Our study has some methodological limitations. Firstly, our imaging protocol does not include using multimodal CT in the acute phase of stroke, which is not the case in many centres in Spain. This may have contributed to failing to diagnose CAD within 24hours of stroke onset during the pre-CSC period. Secondly, the small sample size results in low statistical power and makes it more difficult to find potential differences between subgroups.
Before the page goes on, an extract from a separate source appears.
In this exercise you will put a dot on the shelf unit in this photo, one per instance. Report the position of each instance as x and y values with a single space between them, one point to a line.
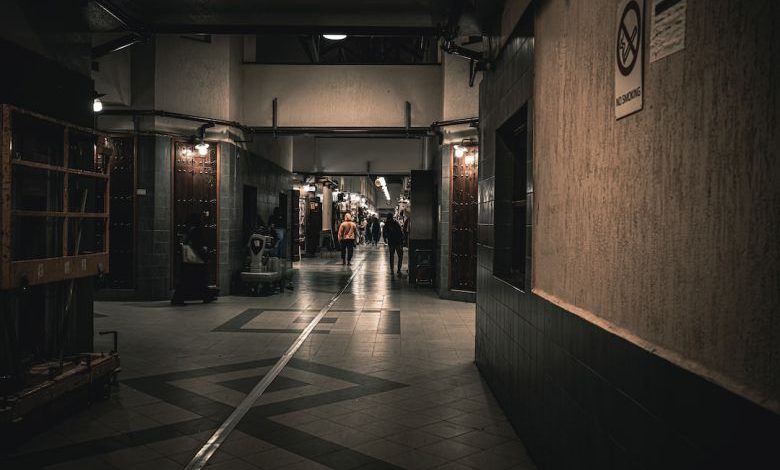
54 185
And lastly, the observational study design did not permit us to draw conclusions as to whether there was a causal link between treatment received and functional prognosis, since baseline prognostic characteristics were not homogeneous in the 2 groups.
In conclusion, our findings suggest that implementing a CSC increases the number of patients diagnosed with CAD as the aetiology of ischaemic stroke and expands the range of treatment options in the acute phase. EVT is a safe and viable option in the acute phase of CAD-related stroke; however, as reported in some studies of ischaemic strokes with other aetiologies,23–25 its benefits are similar to those of systemic thrombolysis. Further controlled trials are necessary to evaluate the clinical impact of EVT on these patients.
Conflict of interestThe authors have no conflicts of interest to declare.
Please cite this article as: Almendrote M, Millán M, Prats LA, Pérez de la Ossa N, López-Cancio E, Gomis M, et al. Impacto de un centro terciario de ictus en la atención de pacientes con ictus isquémico agudo por disección de arterias cervicales. Neurología. 2015;30:331–338.
This study was presented orally at the 64th Annual Meeting of the Spanish Society of Neurology, held in Barcelona in November 2012.